Alfred Walter Casparius

Location 
Kirchblick 3
District
Schlachtensee
Stone was laid
15 September 2014
Born
19 August 1923 in Berlin
Occupation
Optiker und Kunstmaler
Escape
Flucht Holland 1939
Verhaftet
31 December 1942 to 12 April 1945 in Westerbork
Survived

In summer 1923, Richard Casparius (born 1883 in Bärwalde), a trader, and his wife Hilda Casparius (born 1893 in Berlin) moved into a semi-detached house at Kirchblick 3 in Berlin-Schlachtensee with their three- year-old daughter Gerda.
Two months later, their son Alfred was born. The Casparius family lived at Kirchblick 3 for almost 16 years, until they were expropriated by the Nazis in March 1939. That same month, Alfred emigrated to the Netherlands; one month later, Gerda fled to England.
After being driven out of their house, Richard and Hilda Casparius lived in Schloßstraße in Steglitz. In October 1941 Richard Casparius was conscripted to Reich Labour Service.
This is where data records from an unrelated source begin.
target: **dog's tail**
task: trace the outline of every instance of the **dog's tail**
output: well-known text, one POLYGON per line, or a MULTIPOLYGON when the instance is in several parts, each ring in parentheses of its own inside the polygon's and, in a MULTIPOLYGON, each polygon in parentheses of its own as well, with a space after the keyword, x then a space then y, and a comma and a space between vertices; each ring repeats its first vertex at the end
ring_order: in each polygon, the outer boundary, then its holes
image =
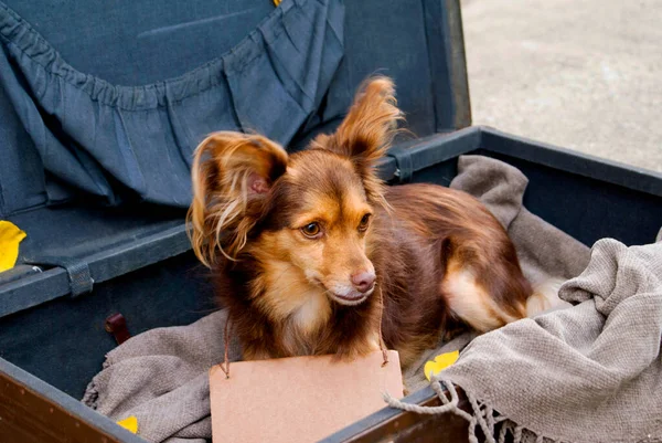
POLYGON ((526 300, 526 316, 532 318, 543 313, 570 307, 569 303, 558 297, 558 289, 565 282, 563 278, 553 277, 536 285, 526 300))

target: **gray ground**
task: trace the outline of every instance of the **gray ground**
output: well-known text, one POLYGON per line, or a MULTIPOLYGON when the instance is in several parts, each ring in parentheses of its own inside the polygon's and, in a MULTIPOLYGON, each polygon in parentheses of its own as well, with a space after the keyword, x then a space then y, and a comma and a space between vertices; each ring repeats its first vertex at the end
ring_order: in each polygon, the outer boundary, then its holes
POLYGON ((463 0, 474 125, 662 171, 661 0, 463 0))

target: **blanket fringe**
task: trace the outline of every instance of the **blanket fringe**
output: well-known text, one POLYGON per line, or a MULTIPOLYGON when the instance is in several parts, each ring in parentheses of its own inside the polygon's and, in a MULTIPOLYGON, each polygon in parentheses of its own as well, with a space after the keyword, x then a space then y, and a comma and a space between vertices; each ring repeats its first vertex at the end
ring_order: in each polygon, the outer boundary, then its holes
POLYGON ((494 409, 489 404, 480 402, 470 392, 467 393, 467 399, 471 405, 471 413, 463 411, 458 407, 459 395, 458 391, 450 380, 433 379, 430 387, 439 397, 441 401, 440 407, 421 407, 415 403, 405 403, 401 400, 393 398, 388 392, 384 392, 384 401, 388 403, 391 408, 401 409, 407 412, 414 412, 418 414, 437 415, 445 413, 453 413, 461 416, 469 422, 469 442, 478 443, 478 436, 476 435, 477 428, 480 428, 485 436, 487 443, 505 443, 505 437, 509 432, 513 436, 513 443, 523 443, 524 441, 534 440, 535 443, 544 443, 545 441, 552 442, 553 440, 545 439, 542 435, 536 435, 531 430, 525 430, 523 426, 517 425, 505 416, 495 413, 494 409), (446 388, 446 389, 444 389, 446 388), (450 398, 447 395, 450 395, 450 398), (496 424, 502 423, 499 435, 494 439, 494 428, 496 424), (531 439, 531 440, 530 440, 531 439))

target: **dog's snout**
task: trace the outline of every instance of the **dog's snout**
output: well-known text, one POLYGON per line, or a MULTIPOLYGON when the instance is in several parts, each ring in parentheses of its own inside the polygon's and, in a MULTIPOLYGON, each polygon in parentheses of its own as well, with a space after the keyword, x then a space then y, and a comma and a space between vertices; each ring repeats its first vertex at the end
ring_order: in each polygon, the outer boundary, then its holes
POLYGON ((365 294, 375 286, 376 276, 372 272, 361 271, 352 275, 352 284, 360 293, 365 294))

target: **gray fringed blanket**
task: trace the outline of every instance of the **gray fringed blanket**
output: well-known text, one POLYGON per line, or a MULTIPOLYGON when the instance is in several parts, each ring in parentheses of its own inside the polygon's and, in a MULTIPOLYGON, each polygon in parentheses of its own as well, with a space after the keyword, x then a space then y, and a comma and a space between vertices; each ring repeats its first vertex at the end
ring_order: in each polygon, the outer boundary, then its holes
MULTIPOLYGON (((496 215, 515 243, 523 271, 532 283, 537 284, 547 277, 568 279, 585 270, 589 261, 589 249, 522 207, 527 180, 519 170, 498 160, 477 156, 460 157, 458 167, 459 173, 451 187, 480 198, 496 215)), ((655 254, 649 255, 652 260, 655 254)), ((615 263, 609 260, 607 262, 615 263)), ((641 259, 641 262, 647 260, 641 259)), ((655 263, 659 261, 652 261, 650 266, 655 263)), ((618 270, 617 265, 605 268, 605 275, 601 275, 600 279, 608 282, 610 277, 617 278, 618 270)), ((652 284, 653 279, 650 278, 647 285, 652 284)), ((581 428, 585 422, 591 420, 598 426, 599 423, 609 421, 605 430, 611 430, 613 423, 619 423, 612 415, 622 415, 622 411, 626 410, 618 401, 622 401, 621 390, 627 391, 632 380, 637 379, 637 368, 643 368, 647 362, 652 365, 651 357, 659 350, 660 330, 652 327, 651 318, 658 315, 658 320, 662 323, 662 317, 659 310, 654 312, 652 306, 647 305, 650 309, 648 316, 638 315, 630 318, 630 321, 620 318, 616 324, 621 331, 619 337, 612 335, 602 339, 599 331, 606 323, 610 324, 610 320, 606 321, 607 316, 627 310, 621 304, 626 307, 630 305, 627 302, 619 304, 616 303, 617 299, 611 300, 607 297, 611 302, 605 302, 598 307, 590 295, 598 287, 587 284, 588 286, 579 291, 576 288, 577 282, 585 281, 579 278, 566 283, 564 294, 575 303, 579 299, 586 302, 570 309, 547 314, 535 321, 517 321, 503 330, 476 339, 462 352, 456 366, 448 370, 452 373, 445 371, 444 377, 466 388, 477 399, 488 402, 517 424, 536 432, 569 435, 572 437, 566 440, 584 441, 576 434, 556 432, 581 428), (573 296, 569 297, 569 294, 573 296), (574 317, 576 312, 589 315, 587 312, 591 307, 598 313, 592 315, 592 323, 584 321, 583 317, 579 317, 579 320, 574 317), (647 318, 648 323, 644 323, 647 318), (622 324, 627 325, 621 327, 622 324), (517 334, 519 330, 521 333, 517 334), (515 342, 510 331, 515 331, 520 341, 515 342), (623 335, 630 339, 624 340, 623 335), (538 339, 538 336, 544 339, 538 339), (636 340, 636 337, 639 339, 636 340), (488 342, 485 340, 492 341, 489 341, 489 346, 481 345, 488 342), (559 352, 554 355, 552 361, 548 358, 552 356, 548 354, 551 350, 541 347, 546 342, 555 345, 559 352), (641 361, 638 366, 629 367, 629 371, 611 371, 616 366, 596 360, 597 355, 592 350, 596 346, 613 365, 620 361, 630 362, 633 359, 641 361), (506 349, 511 347, 513 352, 508 352, 506 349), (499 351, 495 352, 494 349, 499 351), (615 352, 609 352, 611 349, 615 352), (549 369, 549 375, 555 378, 545 379, 546 365, 560 365, 559 359, 566 355, 576 357, 568 358, 568 361, 577 367, 564 367, 559 371, 549 369), (579 358, 580 356, 584 357, 579 358), (493 361, 500 362, 500 366, 493 361), (481 366, 481 362, 484 365, 481 366), (480 370, 470 371, 467 368, 480 370), (500 371, 495 371, 495 368, 500 371), (508 368, 508 371, 504 368, 508 368), (499 378, 504 373, 511 377, 510 384, 499 378), (515 387, 512 386, 513 380, 517 381, 515 387), (536 391, 536 386, 547 389, 536 391), (512 389, 512 392, 509 393, 509 389, 512 389), (568 390, 572 390, 572 393, 568 393, 568 390), (562 392, 563 395, 559 394, 562 392), (540 404, 540 408, 535 408, 535 404, 540 404), (597 409, 599 414, 592 414, 586 412, 587 408, 606 409, 597 409), (578 414, 577 411, 589 415, 578 414), (572 421, 565 423, 559 421, 560 419, 572 421)), ((644 283, 640 283, 639 286, 622 286, 623 291, 644 287, 648 287, 644 283)), ((618 300, 623 297, 621 295, 618 300)), ((648 297, 651 304, 655 299, 659 302, 660 293, 656 298, 653 295, 648 297)), ((217 312, 190 326, 153 329, 131 338, 108 354, 103 371, 89 383, 84 403, 113 420, 136 415, 139 434, 151 442, 204 442, 211 437, 207 370, 223 359, 224 325, 225 313, 217 312)), ((471 335, 460 336, 421 356, 419 363, 405 373, 408 388, 416 390, 427 384, 423 373, 426 360, 440 352, 460 349, 471 338, 471 335)), ((233 342, 231 359, 239 358, 238 346, 233 342)), ((658 363, 659 360, 658 357, 658 363)), ((662 380, 662 375, 659 380, 662 380)), ((649 384, 648 388, 652 387, 649 384)), ((661 395, 662 393, 658 392, 658 397, 661 395)), ((645 415, 634 403, 632 400, 624 404, 638 411, 641 420, 650 416, 651 412, 645 415)), ((659 415, 662 415, 662 412, 659 415)))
By early 1942 he had become fatally ill. He died in February 1942 and was buried in the Jewish cemetery in Weißensee. One year later, on 1 March 1943, Hilda Casparius was deported to Auschwitz on the “31st transport to the east” and murdered there. Her date of death is not known.
Aged 19, Alfred Casparius was interned in the Westerbork camp in the Netherlands. Here he befriended Max Pander, a fellow prisoner. Max Pander was like a father to Alfred, and managed to prevent Alfred’s deportation to Auschwitz. However, Max Pander himself was sent to Auschwitz in 1944 and murdered. Alfred remained in Westerbork, where he was among the approximately 900 prisoners to experience the camp’s liberation by the Allies on 12 April 1945. Two years later he emigrated with his sister Gerda to New York. He married in the United States, and settled with his family in Florida, where he died in 2008.